Monday, November 21, 2016

Eating healthy fake versions of your favourite food could be making you eat more


Throw out your carefully spiralised courgetti. Stop replacing your bread with thinly sliced bits of sweet potato. Get rid of the avocado and give your burger a proper bun.

All your healthy versions of your favourite foods might not be doing you any good.
It turns out that taking healthy foods like vegetables and dressing them up so they can masquerade as junk food could be a massive mistake when it comes to getting fit.
Why?

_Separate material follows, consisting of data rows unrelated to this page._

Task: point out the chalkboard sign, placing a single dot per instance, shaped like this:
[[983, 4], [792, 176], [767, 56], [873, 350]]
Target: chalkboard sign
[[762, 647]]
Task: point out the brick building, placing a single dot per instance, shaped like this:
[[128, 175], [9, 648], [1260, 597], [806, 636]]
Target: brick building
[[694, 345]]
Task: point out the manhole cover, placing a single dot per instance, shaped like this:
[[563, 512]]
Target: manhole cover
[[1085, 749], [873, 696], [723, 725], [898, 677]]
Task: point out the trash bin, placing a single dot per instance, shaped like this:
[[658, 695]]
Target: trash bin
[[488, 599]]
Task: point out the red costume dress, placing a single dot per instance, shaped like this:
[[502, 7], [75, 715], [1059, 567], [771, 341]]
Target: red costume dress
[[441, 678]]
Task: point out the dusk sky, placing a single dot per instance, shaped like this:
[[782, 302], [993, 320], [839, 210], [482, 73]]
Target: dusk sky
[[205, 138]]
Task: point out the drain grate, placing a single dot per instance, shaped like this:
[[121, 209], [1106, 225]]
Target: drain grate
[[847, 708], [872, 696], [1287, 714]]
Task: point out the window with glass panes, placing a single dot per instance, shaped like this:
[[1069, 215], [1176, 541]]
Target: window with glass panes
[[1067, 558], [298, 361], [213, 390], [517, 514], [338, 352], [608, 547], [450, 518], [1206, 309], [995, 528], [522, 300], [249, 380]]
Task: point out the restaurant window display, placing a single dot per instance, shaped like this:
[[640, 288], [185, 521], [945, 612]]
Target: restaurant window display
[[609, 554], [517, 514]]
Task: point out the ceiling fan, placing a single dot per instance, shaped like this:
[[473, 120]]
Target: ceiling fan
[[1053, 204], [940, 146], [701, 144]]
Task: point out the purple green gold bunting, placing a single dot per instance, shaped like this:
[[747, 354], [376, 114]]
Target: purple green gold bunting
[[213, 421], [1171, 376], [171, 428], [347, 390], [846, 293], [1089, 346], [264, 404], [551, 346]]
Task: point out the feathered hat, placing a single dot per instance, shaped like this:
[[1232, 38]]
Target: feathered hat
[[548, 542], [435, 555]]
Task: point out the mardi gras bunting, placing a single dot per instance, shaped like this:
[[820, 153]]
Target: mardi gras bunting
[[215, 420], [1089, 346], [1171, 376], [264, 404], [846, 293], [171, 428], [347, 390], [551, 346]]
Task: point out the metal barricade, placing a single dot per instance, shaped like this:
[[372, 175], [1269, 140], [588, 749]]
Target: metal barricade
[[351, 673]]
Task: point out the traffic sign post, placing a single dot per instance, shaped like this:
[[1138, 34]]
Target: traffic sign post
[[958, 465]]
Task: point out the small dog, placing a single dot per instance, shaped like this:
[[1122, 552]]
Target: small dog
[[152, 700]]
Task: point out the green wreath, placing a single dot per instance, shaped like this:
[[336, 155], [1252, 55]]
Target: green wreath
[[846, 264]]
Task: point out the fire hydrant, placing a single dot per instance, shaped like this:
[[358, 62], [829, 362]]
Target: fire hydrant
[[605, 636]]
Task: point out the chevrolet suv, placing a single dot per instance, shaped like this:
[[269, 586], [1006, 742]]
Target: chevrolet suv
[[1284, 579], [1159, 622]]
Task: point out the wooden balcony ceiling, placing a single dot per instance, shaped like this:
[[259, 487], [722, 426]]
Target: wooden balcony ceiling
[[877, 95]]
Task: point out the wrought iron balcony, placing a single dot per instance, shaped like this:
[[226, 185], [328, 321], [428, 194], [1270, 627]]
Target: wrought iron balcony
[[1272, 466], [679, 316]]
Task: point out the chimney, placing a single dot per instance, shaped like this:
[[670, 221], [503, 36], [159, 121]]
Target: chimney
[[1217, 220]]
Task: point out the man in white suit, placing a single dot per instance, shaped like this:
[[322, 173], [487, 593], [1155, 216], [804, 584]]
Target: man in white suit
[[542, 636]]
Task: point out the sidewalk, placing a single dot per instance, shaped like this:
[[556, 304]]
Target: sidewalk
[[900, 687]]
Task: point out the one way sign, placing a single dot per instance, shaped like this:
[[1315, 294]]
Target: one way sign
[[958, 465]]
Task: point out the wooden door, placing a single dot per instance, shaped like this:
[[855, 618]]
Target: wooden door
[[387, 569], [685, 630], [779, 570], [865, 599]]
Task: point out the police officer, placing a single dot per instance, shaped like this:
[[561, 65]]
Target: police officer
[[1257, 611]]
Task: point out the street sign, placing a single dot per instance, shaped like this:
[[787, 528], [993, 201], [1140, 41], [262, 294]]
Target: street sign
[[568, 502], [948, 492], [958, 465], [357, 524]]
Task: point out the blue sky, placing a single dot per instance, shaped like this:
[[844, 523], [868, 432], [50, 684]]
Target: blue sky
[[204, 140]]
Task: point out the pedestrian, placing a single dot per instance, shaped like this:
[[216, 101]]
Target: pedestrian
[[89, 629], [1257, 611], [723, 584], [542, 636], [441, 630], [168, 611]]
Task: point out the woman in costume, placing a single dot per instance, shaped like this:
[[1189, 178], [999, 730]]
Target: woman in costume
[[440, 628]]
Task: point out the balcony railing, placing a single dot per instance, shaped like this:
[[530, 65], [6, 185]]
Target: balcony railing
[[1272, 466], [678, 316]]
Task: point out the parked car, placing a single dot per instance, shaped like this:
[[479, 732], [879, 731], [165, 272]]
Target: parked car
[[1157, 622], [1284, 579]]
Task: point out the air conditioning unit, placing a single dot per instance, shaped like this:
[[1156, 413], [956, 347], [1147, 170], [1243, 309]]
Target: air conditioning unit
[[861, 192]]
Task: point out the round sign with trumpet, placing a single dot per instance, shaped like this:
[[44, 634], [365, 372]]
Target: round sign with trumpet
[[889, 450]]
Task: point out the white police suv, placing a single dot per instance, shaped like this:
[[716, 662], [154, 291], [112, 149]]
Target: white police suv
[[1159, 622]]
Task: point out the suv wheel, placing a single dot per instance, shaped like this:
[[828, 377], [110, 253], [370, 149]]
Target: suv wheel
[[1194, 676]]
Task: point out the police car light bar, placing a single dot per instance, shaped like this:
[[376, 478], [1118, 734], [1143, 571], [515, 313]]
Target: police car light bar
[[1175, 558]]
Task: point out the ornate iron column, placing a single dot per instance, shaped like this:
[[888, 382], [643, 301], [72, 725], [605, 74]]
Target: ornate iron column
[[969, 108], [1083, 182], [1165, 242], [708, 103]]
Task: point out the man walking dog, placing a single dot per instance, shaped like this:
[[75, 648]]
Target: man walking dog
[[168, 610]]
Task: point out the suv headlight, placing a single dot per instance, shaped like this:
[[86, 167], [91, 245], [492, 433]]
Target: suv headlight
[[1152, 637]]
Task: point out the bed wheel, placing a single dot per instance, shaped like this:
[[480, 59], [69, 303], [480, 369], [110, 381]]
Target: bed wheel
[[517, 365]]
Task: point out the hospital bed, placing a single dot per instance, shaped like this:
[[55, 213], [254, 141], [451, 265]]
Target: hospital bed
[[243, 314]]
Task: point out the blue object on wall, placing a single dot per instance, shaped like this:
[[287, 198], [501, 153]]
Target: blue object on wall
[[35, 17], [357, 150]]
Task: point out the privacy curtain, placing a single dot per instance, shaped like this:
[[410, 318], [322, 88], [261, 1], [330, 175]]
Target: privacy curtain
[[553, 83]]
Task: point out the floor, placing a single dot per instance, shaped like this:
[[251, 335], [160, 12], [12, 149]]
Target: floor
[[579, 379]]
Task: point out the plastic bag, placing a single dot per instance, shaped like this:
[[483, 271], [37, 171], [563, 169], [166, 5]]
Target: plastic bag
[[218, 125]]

Because the mental gymnastics required to eat courgette ‘pasta, avocado ‘ice cream', and the avocado ‘bun' could end up backfiring on us.

You see, every time we eat courgetti or similar healthy fake foods, we have to trick ourselves into pretending that a big bowl of vegetables is actually a big bowl of pasta.
But when we do this, we're always aware that what we're eating – as good as it may taste – is still the ‘healthy' option. And this can cause problems.
Kathleen Keller, a professor of nutritional sciences and food science at Penn State University, explained to The Atlantic that eating these healthy substitutes could lead to the Snackwell effect – when we know we're eating something healthy, so let ourselves eat a larger portion than we usually would.

And because vegetable pasta isn't actually the same as regular pasta in terms of taste and texture, our pasta cravings and expectations when we eat them aren't fulfilled, leading us to compensate by eating more or adding unhealthy topping to satisfy our foodie needs.
It's simple. When we tell ourselves we're eating pasta when really we're eating courgette, we're going to feel like we're missing out. And so we'll eat more to make up for it.

The solution? Stop pretending that courgettes taste like pasta. They don't.
Just enjoy a nice bowl of courgettes for the sake of courgettes. If you're having serious spaghetti cravings, eat the damn spaghetti. ‘Kay?